Dix-sept soldats nigériens ont été tués mardi et 11 sont portés
disparus après une attaque près du village de Tongo Tongo, dans la
région de Tillabéri (ouest), près de la frontière malienne, où quatre
soldats américains et cinq militaires du Niger avaient péri dans une
embuscade en 2017, a déclaré, mercredi 15 mai, une source sécuritaire à
l’AFP.
« Le bilan provisoire est de dix-sept morts et onze portés disparus », selon la même source, qui parle « d’attaque terroriste ». Selon une autre source sécuritaire, « une
patrouille de l’armée est tombée mardi après-midi dans une embuscade
tendue par des hommes armés et il y a eu plusieurs blessés évacués à
Niamey », soulignant qu’un des véhicules avait « sauté sur un engin explosif ». « Des opérations de ratissage sont en cours mercredi matin », a-t-on précisé de même source.
Nombreuses incursions
Selon le site nigérien Actuniger, une patrouille constituée de « 52 » soldats nigériens « est
tombée dans une embuscade d’individus lourdement armés mardi aux
environs de 15 heures (14 heures GMT) à Baley Beri, près de Tongo
Tongo » et « les combats d’une rare violence » ont « duré plus de deux heures ».
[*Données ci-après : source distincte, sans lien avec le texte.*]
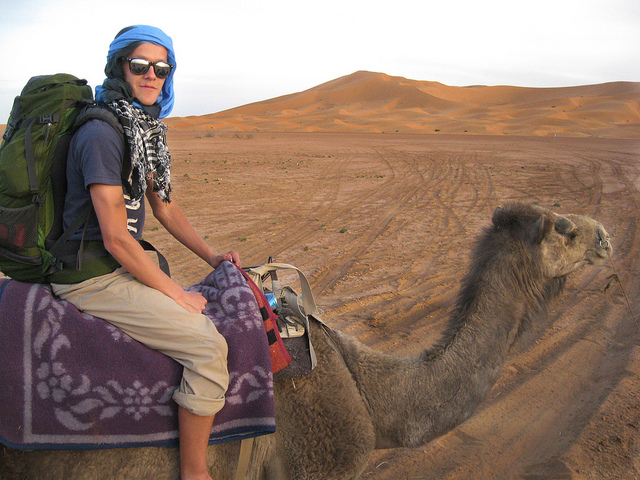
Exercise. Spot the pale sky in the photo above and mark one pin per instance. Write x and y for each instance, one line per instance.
(235, 52)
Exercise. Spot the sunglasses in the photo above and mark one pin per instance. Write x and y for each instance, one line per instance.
(140, 66)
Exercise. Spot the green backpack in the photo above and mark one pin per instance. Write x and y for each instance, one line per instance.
(33, 157)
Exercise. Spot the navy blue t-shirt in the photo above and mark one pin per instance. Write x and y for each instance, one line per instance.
(95, 155)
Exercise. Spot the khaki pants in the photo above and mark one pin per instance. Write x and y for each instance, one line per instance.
(158, 322)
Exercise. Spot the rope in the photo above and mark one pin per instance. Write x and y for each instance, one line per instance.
(616, 277)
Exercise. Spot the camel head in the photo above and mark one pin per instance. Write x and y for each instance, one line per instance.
(565, 242)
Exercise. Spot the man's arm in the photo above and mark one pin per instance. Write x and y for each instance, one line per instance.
(110, 208)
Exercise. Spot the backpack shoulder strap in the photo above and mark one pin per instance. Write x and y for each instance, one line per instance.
(99, 112)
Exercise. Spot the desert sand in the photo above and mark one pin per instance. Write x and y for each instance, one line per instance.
(351, 182)
(383, 223)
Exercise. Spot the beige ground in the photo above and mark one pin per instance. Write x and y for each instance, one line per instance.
(382, 225)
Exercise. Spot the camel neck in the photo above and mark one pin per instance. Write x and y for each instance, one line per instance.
(420, 398)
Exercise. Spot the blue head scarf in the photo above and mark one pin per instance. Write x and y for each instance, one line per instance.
(125, 42)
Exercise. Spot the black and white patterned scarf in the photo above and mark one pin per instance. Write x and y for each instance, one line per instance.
(150, 157)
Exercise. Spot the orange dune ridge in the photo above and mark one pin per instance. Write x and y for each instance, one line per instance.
(368, 102)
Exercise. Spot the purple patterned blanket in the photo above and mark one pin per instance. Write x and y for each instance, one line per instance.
(70, 380)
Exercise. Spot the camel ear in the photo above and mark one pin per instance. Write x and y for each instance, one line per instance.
(539, 229)
(564, 226)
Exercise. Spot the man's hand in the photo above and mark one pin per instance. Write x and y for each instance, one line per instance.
(193, 302)
(231, 256)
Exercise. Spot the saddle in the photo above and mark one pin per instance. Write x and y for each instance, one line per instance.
(293, 312)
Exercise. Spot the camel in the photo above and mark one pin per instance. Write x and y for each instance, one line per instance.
(357, 399)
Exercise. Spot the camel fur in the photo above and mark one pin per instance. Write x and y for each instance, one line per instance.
(357, 399)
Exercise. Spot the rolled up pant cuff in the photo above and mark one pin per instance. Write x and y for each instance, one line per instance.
(204, 407)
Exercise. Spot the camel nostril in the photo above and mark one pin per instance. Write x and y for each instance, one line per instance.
(603, 239)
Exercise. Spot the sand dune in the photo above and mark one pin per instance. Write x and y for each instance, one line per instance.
(368, 102)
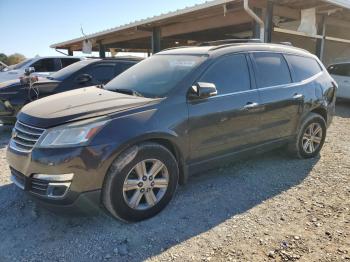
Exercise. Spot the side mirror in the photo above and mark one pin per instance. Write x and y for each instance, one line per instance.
(29, 70)
(84, 78)
(203, 90)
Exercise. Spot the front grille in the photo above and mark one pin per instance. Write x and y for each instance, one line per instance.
(24, 137)
(39, 186)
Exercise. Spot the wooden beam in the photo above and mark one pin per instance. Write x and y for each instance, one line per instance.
(126, 36)
(234, 18)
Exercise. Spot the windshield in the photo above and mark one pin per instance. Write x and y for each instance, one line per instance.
(69, 70)
(155, 76)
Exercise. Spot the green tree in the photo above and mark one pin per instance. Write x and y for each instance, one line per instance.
(15, 59)
(3, 58)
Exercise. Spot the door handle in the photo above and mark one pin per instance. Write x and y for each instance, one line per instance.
(250, 106)
(298, 96)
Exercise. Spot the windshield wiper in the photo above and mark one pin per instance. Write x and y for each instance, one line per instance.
(128, 92)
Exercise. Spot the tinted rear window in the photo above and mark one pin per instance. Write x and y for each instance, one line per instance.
(102, 73)
(340, 70)
(68, 61)
(272, 69)
(303, 67)
(45, 65)
(230, 74)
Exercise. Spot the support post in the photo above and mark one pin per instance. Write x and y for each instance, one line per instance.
(102, 50)
(156, 40)
(268, 21)
(256, 25)
(320, 43)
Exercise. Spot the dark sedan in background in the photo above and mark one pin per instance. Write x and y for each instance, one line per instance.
(14, 94)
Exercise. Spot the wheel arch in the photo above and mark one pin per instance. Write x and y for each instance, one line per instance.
(320, 111)
(167, 140)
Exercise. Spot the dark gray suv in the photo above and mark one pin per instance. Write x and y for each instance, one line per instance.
(129, 144)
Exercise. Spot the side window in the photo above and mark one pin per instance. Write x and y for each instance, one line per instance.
(122, 66)
(68, 61)
(101, 73)
(272, 69)
(303, 67)
(45, 65)
(340, 69)
(230, 74)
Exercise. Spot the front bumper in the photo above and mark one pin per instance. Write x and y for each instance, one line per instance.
(86, 163)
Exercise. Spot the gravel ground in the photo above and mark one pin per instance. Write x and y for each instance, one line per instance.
(271, 208)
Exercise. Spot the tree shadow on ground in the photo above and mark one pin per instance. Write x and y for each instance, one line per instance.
(208, 200)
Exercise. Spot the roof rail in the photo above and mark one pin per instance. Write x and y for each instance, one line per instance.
(229, 41)
(286, 43)
(176, 47)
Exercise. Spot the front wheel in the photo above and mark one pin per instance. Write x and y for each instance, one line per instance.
(310, 138)
(141, 182)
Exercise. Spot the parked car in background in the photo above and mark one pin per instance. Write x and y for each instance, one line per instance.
(2, 66)
(14, 94)
(341, 73)
(180, 111)
(43, 66)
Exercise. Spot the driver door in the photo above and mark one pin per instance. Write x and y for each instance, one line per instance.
(229, 121)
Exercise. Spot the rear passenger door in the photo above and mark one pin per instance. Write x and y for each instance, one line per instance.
(281, 98)
(228, 121)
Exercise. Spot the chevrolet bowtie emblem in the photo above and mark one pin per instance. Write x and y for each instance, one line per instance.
(14, 134)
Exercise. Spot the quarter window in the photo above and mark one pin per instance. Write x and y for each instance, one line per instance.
(303, 67)
(101, 73)
(340, 69)
(45, 65)
(272, 69)
(68, 61)
(230, 74)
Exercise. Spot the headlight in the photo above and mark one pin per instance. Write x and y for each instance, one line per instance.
(70, 135)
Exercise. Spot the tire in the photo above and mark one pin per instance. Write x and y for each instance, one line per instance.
(299, 147)
(120, 192)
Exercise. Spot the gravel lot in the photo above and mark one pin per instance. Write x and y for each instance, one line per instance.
(271, 208)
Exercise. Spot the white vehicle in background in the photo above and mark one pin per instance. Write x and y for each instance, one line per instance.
(43, 66)
(2, 66)
(341, 74)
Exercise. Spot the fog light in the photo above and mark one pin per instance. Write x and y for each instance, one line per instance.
(57, 190)
(57, 185)
(56, 178)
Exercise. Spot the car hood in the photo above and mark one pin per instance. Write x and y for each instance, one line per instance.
(76, 105)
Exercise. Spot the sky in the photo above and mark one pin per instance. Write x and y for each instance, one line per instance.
(30, 27)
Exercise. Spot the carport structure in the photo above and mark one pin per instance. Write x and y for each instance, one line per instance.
(270, 20)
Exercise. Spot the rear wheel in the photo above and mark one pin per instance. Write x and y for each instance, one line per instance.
(143, 186)
(310, 138)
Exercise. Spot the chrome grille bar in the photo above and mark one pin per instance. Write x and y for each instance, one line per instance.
(24, 137)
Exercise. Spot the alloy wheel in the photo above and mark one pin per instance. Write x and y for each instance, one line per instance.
(312, 138)
(146, 184)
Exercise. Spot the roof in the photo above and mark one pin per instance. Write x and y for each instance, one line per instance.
(231, 48)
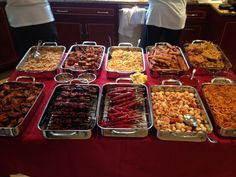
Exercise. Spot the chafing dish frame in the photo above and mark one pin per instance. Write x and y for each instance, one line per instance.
(166, 71)
(113, 74)
(66, 134)
(181, 136)
(18, 130)
(124, 132)
(208, 71)
(75, 71)
(41, 74)
(226, 132)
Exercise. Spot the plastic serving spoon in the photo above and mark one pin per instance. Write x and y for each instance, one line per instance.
(193, 73)
(191, 120)
(36, 54)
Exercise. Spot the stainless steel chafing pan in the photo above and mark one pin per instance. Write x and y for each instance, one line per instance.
(219, 95)
(84, 57)
(46, 65)
(126, 47)
(181, 61)
(169, 122)
(206, 70)
(110, 127)
(71, 112)
(18, 102)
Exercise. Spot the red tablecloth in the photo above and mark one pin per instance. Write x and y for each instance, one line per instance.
(100, 156)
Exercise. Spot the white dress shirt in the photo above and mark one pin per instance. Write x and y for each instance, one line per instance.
(28, 12)
(169, 14)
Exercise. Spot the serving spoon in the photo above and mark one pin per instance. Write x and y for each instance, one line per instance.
(36, 54)
(192, 121)
(193, 73)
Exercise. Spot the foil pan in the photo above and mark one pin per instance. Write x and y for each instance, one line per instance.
(180, 67)
(85, 57)
(172, 127)
(109, 123)
(18, 102)
(46, 65)
(219, 95)
(208, 70)
(71, 112)
(125, 48)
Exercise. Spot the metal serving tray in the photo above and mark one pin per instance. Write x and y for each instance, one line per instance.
(155, 73)
(69, 120)
(125, 47)
(79, 47)
(220, 82)
(192, 136)
(41, 73)
(143, 109)
(212, 70)
(13, 87)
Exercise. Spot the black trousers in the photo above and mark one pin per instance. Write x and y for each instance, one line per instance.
(26, 37)
(159, 34)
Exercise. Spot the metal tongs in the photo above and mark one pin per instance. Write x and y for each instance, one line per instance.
(192, 121)
(36, 54)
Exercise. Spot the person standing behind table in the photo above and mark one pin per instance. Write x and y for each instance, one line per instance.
(30, 21)
(165, 21)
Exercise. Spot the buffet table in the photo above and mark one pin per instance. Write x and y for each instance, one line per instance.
(33, 155)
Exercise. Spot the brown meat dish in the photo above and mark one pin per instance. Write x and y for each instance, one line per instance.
(15, 101)
(72, 107)
(166, 57)
(84, 57)
(205, 55)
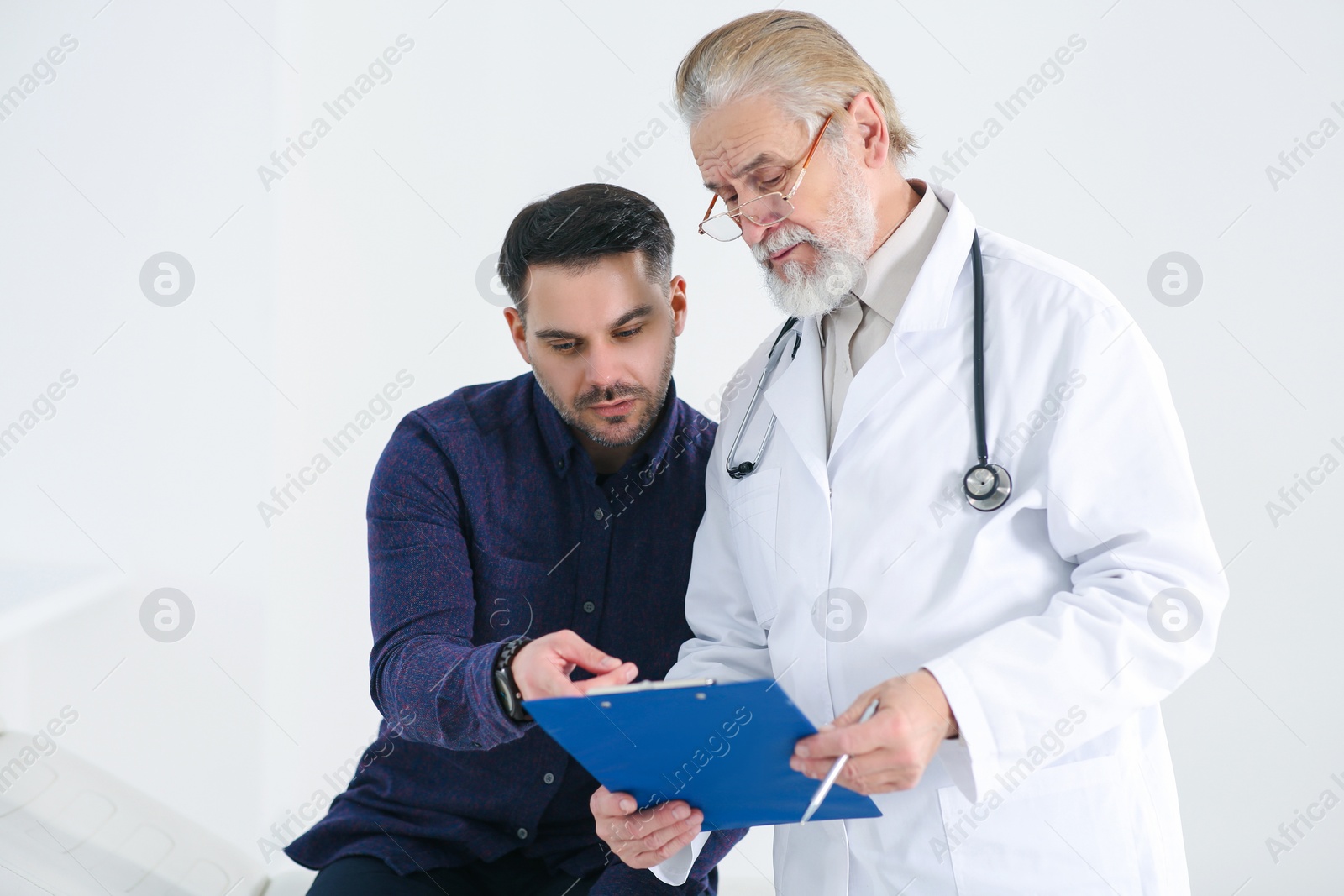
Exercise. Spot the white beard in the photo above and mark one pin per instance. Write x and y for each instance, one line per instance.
(842, 249)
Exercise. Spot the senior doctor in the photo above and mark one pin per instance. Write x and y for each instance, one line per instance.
(1018, 653)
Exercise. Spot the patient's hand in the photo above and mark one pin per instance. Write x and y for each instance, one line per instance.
(647, 837)
(543, 667)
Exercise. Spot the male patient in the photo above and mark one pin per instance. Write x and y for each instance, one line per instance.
(521, 532)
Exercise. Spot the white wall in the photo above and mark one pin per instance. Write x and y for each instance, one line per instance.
(313, 291)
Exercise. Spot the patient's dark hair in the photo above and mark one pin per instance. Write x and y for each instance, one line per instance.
(580, 226)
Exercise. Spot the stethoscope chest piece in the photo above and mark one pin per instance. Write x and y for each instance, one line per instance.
(987, 486)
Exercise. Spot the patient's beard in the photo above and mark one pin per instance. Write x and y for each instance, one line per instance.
(842, 249)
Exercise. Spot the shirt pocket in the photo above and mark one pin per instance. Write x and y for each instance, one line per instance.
(1063, 831)
(753, 506)
(510, 597)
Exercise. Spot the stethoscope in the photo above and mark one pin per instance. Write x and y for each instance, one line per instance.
(985, 485)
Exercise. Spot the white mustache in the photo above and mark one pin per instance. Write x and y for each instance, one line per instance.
(783, 239)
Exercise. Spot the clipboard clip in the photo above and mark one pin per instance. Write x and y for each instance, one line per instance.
(651, 685)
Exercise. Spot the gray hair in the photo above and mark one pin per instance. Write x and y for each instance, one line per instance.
(796, 58)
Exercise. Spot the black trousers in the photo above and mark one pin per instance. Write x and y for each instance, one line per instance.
(511, 875)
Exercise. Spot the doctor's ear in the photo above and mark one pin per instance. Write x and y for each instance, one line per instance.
(517, 331)
(873, 129)
(676, 300)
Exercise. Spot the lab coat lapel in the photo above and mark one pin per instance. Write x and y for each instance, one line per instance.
(796, 401)
(931, 305)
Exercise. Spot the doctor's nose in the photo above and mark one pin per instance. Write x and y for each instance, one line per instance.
(604, 364)
(754, 234)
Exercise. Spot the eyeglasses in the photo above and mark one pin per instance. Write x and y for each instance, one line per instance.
(765, 210)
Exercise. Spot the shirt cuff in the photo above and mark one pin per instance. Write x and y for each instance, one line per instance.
(971, 757)
(675, 868)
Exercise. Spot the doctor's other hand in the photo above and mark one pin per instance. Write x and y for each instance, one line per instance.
(647, 837)
(542, 668)
(891, 750)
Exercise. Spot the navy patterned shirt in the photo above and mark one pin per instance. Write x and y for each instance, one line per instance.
(487, 521)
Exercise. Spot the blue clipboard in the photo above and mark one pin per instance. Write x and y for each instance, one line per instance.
(722, 748)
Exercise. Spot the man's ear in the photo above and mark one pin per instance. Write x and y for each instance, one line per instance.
(517, 329)
(676, 300)
(873, 129)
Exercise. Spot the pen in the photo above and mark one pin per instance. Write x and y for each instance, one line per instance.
(835, 770)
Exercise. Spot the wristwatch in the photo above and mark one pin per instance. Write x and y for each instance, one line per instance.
(511, 699)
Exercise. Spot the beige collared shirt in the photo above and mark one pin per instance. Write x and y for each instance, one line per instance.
(864, 324)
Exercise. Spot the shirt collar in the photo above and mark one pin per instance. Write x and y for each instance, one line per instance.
(898, 249)
(564, 448)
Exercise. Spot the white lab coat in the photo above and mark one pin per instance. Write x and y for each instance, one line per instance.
(1035, 618)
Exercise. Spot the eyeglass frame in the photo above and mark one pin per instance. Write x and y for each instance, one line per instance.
(786, 197)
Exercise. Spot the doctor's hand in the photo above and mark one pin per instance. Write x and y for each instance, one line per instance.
(647, 837)
(543, 667)
(891, 750)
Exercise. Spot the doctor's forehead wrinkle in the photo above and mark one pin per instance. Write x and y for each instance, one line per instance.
(764, 139)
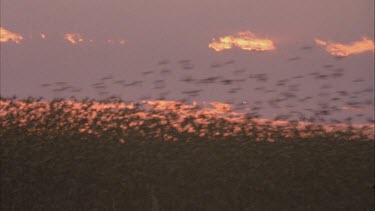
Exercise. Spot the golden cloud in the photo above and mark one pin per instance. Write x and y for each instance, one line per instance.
(7, 36)
(343, 50)
(243, 40)
(74, 38)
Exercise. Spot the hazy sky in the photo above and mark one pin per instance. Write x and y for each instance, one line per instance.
(174, 30)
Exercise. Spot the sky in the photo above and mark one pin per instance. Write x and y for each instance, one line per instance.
(80, 42)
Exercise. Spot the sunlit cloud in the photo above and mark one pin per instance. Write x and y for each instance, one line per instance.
(74, 38)
(243, 40)
(7, 36)
(353, 108)
(343, 50)
(122, 42)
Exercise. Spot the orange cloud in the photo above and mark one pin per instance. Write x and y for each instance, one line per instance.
(343, 50)
(243, 40)
(6, 36)
(74, 38)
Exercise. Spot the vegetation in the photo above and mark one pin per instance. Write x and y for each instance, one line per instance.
(90, 155)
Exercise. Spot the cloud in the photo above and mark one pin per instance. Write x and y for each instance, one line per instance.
(7, 36)
(243, 40)
(343, 50)
(74, 38)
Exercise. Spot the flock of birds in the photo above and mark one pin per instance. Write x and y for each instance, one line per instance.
(287, 94)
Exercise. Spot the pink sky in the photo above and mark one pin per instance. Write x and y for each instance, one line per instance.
(174, 30)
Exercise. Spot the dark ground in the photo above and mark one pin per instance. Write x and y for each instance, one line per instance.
(66, 174)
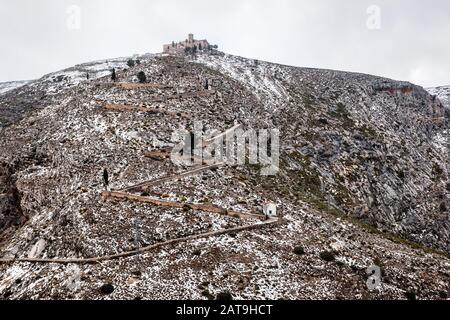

« Vingt-deux soldats ont pu rejoindre la base de Ouallam à bord de trois véhicules » et « les autres sont toujours portés disparus » pour le moment, note le site qui cite des « sources locales et sécuritaires ».
Le
4 octobre 2017, quatre soldats américains et cinq soldats nigériens
avaient été tués par des djihadistes à bord d’une dizaine de véhicules
et d’une vingtaine de motos à hauteur du village de Tongo Tongo, situé à
environ 80 km au nord-ouest de Ouallam (à une centaine de kilomètres de
Niamey) et à une vingtaine de kilomètres au sud de la frontière avec le
Mali.
Depuis 2018, l’ONU s’inquiète de la persistance
de l’insécurité dans la région de Tillabéri, théâtre de nombreuses
incursions de groupes djihadistes et de violences intercommunautaires.
L’armée nigérienne s’est déployée massivement fin 2018 pour chasser des combattants islamistes venus du Mali et du Burkina Faso.